Today, Lovecraft’s Daughter and its sequels, rare and obscure, aren’t of much interest for its raw information on Carol Weld. Digital genealogical records, newspaper archives, and the collections of the mother and daughter’s papers in their respective archives give access to more information than Everts had access to in 1983. Its interest lies in its expression of Everts’ continued use of his time with Sonia, how he found ways to express that information to an audience of Lovecraftian fans and scholars. This is how information got promulgated before the dawn of the internet, and this is also how rumors start.

Which is why it is important not to rely exclusively on these old fanzines, but to try and view them in their appropriate historical context, and with a critical eye toward not only their sources for information, but how they are synthesizing that information and presenting it to others. Historical data is valuable, but it must also be re-assessed, especially when new information becomes available.
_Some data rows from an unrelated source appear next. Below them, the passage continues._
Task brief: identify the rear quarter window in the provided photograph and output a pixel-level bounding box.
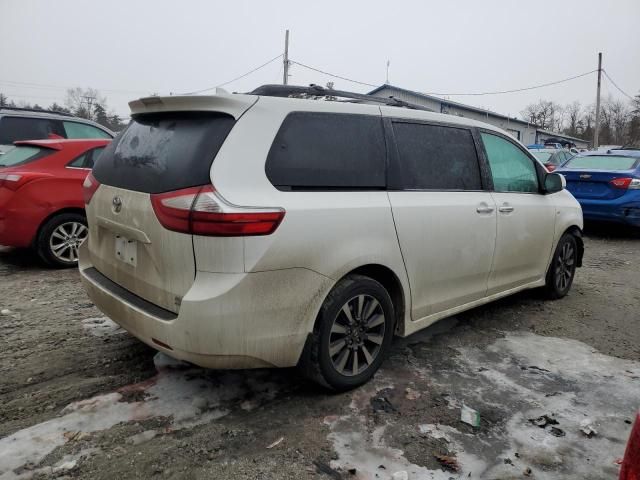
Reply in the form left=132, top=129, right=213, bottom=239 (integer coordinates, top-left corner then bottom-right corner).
left=389, top=122, right=482, bottom=190
left=265, top=112, right=386, bottom=190
left=93, top=112, right=235, bottom=193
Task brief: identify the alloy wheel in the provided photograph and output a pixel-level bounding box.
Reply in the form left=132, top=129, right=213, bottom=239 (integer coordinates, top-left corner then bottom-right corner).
left=49, top=222, right=89, bottom=263
left=329, top=294, right=386, bottom=377
left=555, top=242, right=576, bottom=291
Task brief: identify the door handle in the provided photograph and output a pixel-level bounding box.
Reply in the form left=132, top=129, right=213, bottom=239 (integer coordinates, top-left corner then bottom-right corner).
left=498, top=204, right=514, bottom=213
left=476, top=203, right=494, bottom=213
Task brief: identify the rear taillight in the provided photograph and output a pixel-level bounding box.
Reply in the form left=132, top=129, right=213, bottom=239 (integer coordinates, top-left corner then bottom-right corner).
left=609, top=177, right=640, bottom=190
left=82, top=173, right=100, bottom=205
left=0, top=172, right=50, bottom=190
left=151, top=185, right=285, bottom=237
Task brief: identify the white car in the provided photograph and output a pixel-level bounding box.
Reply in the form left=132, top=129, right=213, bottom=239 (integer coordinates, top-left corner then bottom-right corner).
left=79, top=86, right=583, bottom=390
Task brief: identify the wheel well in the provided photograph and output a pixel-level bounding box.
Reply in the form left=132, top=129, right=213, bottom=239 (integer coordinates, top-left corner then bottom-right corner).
left=565, top=225, right=584, bottom=267
left=345, top=264, right=405, bottom=331
left=33, top=207, right=87, bottom=245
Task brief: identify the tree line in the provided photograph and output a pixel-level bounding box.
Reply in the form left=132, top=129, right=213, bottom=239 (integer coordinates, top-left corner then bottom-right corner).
left=0, top=87, right=126, bottom=132
left=520, top=93, right=640, bottom=147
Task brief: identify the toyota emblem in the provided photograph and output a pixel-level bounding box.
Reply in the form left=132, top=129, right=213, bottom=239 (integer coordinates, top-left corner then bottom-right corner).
left=111, top=195, right=122, bottom=213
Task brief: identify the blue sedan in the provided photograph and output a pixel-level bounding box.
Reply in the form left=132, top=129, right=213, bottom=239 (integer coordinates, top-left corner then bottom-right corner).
left=555, top=154, right=640, bottom=227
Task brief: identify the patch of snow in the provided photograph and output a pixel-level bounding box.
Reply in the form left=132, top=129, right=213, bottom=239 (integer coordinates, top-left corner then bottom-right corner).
left=82, top=317, right=126, bottom=337
left=0, top=353, right=281, bottom=480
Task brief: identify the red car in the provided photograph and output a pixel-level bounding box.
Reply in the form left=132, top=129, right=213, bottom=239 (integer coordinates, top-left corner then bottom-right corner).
left=620, top=413, right=640, bottom=480
left=0, top=139, right=111, bottom=267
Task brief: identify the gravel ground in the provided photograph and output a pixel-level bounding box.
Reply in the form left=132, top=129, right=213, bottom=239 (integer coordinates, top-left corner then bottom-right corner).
left=0, top=227, right=640, bottom=480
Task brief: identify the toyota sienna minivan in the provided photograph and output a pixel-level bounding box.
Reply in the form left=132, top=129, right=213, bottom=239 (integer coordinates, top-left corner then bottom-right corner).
left=79, top=86, right=583, bottom=390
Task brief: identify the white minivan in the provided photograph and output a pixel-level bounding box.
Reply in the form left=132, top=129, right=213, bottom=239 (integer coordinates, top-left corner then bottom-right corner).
left=79, top=86, right=583, bottom=390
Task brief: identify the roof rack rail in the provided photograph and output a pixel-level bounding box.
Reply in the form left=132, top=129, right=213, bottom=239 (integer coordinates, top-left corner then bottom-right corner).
left=0, top=105, right=75, bottom=117
left=248, top=84, right=433, bottom=112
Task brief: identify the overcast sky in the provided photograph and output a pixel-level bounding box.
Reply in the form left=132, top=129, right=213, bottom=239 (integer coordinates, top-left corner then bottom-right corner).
left=0, top=0, right=640, bottom=116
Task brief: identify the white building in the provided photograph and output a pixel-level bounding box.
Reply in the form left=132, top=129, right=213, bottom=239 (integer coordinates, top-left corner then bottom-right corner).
left=369, top=84, right=589, bottom=148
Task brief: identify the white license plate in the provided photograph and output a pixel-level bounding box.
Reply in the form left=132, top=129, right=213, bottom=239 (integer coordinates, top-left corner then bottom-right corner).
left=116, top=235, right=138, bottom=267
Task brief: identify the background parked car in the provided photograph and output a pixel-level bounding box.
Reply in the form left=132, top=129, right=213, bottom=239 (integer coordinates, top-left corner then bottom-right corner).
left=0, top=107, right=115, bottom=155
left=556, top=152, right=640, bottom=227
left=529, top=148, right=573, bottom=172
left=0, top=139, right=111, bottom=267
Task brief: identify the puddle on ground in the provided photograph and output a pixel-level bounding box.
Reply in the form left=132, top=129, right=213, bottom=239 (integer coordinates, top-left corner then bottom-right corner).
left=325, top=333, right=640, bottom=480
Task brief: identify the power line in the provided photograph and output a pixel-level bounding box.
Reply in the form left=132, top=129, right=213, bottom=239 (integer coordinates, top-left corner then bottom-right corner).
left=178, top=53, right=282, bottom=95
left=425, top=69, right=598, bottom=96
left=602, top=68, right=634, bottom=100
left=290, top=60, right=378, bottom=87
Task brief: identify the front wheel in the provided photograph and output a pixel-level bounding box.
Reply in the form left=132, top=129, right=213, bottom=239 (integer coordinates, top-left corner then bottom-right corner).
left=545, top=233, right=578, bottom=300
left=301, top=275, right=395, bottom=391
left=36, top=213, right=89, bottom=268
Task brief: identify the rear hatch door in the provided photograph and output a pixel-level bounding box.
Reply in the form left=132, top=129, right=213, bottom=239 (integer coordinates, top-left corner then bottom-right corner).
left=87, top=97, right=255, bottom=313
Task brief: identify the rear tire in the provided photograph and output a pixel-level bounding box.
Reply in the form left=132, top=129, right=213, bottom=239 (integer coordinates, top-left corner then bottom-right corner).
left=545, top=233, right=578, bottom=300
left=299, top=275, right=395, bottom=391
left=36, top=213, right=89, bottom=268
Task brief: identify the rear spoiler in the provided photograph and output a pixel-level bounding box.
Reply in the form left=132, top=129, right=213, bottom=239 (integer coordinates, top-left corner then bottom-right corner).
left=129, top=89, right=260, bottom=120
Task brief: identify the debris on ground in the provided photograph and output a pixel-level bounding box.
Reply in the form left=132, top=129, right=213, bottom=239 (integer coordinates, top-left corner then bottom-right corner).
left=460, top=404, right=480, bottom=427
left=580, top=418, right=598, bottom=438
left=434, top=455, right=460, bottom=472
left=371, top=395, right=398, bottom=413
left=529, top=415, right=558, bottom=428
left=405, top=387, right=422, bottom=400
left=549, top=427, right=566, bottom=437
left=267, top=437, right=284, bottom=448
left=313, top=460, right=342, bottom=480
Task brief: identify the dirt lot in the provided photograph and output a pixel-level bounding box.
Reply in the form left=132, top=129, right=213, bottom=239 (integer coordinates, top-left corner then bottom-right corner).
left=0, top=227, right=640, bottom=480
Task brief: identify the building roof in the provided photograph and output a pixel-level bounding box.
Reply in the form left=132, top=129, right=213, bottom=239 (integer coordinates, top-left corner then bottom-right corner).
left=369, top=83, right=589, bottom=143
left=537, top=128, right=589, bottom=143
left=369, top=83, right=535, bottom=126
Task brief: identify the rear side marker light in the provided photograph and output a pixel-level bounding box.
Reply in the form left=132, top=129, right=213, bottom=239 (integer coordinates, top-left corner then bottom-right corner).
left=82, top=173, right=100, bottom=205
left=609, top=177, right=640, bottom=190
left=151, top=185, right=285, bottom=237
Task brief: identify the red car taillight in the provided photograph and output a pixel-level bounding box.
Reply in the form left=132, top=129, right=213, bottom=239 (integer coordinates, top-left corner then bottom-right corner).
left=82, top=173, right=100, bottom=205
left=151, top=185, right=285, bottom=237
left=609, top=177, right=640, bottom=190
left=620, top=414, right=640, bottom=480
left=0, top=172, right=50, bottom=191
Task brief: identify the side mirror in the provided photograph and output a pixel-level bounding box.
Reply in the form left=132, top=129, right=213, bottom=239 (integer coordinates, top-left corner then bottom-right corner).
left=544, top=173, right=567, bottom=193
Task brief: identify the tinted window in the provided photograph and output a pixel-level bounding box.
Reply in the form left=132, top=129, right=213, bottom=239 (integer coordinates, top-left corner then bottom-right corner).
left=0, top=145, right=54, bottom=167
left=266, top=112, right=385, bottom=189
left=482, top=133, right=538, bottom=193
left=389, top=123, right=482, bottom=190
left=62, top=122, right=111, bottom=138
left=93, top=112, right=235, bottom=193
left=564, top=155, right=638, bottom=170
left=0, top=117, right=65, bottom=145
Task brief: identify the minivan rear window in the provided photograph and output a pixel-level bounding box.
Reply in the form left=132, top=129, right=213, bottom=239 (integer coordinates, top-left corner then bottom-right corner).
left=265, top=112, right=386, bottom=190
left=93, top=112, right=235, bottom=193
left=0, top=145, right=55, bottom=167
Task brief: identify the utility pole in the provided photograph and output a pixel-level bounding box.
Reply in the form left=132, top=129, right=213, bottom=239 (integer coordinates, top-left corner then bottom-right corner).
left=282, top=30, right=289, bottom=85
left=593, top=52, right=602, bottom=148
left=80, top=95, right=96, bottom=120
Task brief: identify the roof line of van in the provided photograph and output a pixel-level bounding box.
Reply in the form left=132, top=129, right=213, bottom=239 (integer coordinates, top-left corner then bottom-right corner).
left=129, top=91, right=259, bottom=120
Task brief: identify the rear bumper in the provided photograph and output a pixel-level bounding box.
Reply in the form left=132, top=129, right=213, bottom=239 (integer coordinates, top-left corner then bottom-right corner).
left=578, top=191, right=640, bottom=227
left=80, top=243, right=332, bottom=369
left=0, top=188, right=42, bottom=247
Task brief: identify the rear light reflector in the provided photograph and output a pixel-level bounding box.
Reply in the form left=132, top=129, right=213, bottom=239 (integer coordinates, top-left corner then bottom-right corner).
left=609, top=177, right=640, bottom=190
left=0, top=172, right=51, bottom=191
left=82, top=173, right=100, bottom=205
left=151, top=185, right=285, bottom=237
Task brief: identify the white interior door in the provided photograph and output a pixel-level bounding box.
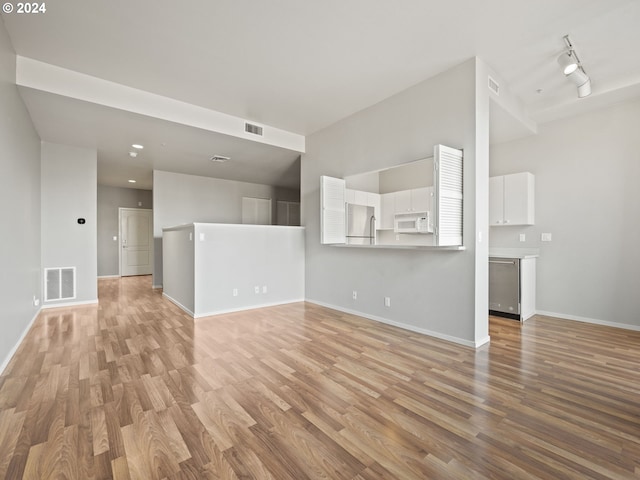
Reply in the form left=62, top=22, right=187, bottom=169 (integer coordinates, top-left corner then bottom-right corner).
left=120, top=208, right=153, bottom=277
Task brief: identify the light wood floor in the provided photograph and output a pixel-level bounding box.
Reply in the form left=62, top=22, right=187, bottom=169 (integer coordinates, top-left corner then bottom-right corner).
left=0, top=277, right=640, bottom=480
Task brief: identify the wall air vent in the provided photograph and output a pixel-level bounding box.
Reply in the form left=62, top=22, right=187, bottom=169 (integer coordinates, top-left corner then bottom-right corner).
left=244, top=122, right=262, bottom=136
left=489, top=77, right=500, bottom=96
left=44, top=267, right=76, bottom=301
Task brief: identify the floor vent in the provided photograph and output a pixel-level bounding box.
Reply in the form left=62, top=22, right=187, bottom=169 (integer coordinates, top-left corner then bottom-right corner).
left=44, top=267, right=76, bottom=301
left=489, top=77, right=500, bottom=96
left=244, top=122, right=262, bottom=136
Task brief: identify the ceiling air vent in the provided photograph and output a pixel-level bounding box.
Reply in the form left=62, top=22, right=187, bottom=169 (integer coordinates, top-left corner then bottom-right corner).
left=489, top=77, right=500, bottom=96
left=244, top=122, right=262, bottom=136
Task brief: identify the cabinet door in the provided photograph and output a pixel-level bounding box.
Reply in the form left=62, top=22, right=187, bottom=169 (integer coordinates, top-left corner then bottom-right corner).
left=411, top=187, right=431, bottom=212
left=394, top=190, right=411, bottom=213
left=379, top=193, right=396, bottom=230
left=365, top=192, right=382, bottom=221
left=489, top=175, right=504, bottom=225
left=320, top=176, right=346, bottom=244
left=504, top=172, right=534, bottom=225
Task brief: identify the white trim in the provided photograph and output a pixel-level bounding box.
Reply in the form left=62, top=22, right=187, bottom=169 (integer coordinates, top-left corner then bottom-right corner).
left=162, top=293, right=305, bottom=319
left=305, top=298, right=490, bottom=348
left=536, top=310, right=640, bottom=332
left=162, top=292, right=194, bottom=317
left=0, top=307, right=44, bottom=375
left=42, top=298, right=99, bottom=310
left=193, top=298, right=305, bottom=318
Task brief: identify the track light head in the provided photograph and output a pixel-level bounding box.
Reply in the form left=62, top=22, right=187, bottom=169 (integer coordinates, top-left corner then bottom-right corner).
left=578, top=77, right=591, bottom=98
left=558, top=35, right=591, bottom=98
left=558, top=50, right=578, bottom=75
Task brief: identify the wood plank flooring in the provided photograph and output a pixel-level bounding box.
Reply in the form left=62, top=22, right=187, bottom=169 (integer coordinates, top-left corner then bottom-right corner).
left=0, top=277, right=640, bottom=480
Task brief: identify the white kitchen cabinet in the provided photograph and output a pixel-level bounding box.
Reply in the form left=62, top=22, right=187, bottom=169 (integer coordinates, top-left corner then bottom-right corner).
left=347, top=190, right=372, bottom=207
left=344, top=188, right=356, bottom=203
left=489, top=172, right=535, bottom=226
left=393, top=187, right=431, bottom=213
left=410, top=187, right=431, bottom=212
left=393, top=190, right=411, bottom=213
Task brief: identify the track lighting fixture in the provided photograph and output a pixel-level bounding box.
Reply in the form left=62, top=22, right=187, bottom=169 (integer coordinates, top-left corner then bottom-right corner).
left=558, top=35, right=591, bottom=98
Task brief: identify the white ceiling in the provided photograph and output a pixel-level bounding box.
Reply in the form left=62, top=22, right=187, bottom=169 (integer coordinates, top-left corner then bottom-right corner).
left=2, top=0, right=640, bottom=188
Lovecraft’s Daughter was a step on the path of gaining greater insight into who Carol Weld was, and how her story and Lovecraft’s connected; it is an essential part in understanding Sonia’s life and the realities she faced as a single mother in New York. That it has been superseded by later sources isn’t a surprise or a detraction.


Bobby Derie is the author of Weird Talers: Essays on Robert E. Howard and Others and Sex and the Cthulhu Mythos.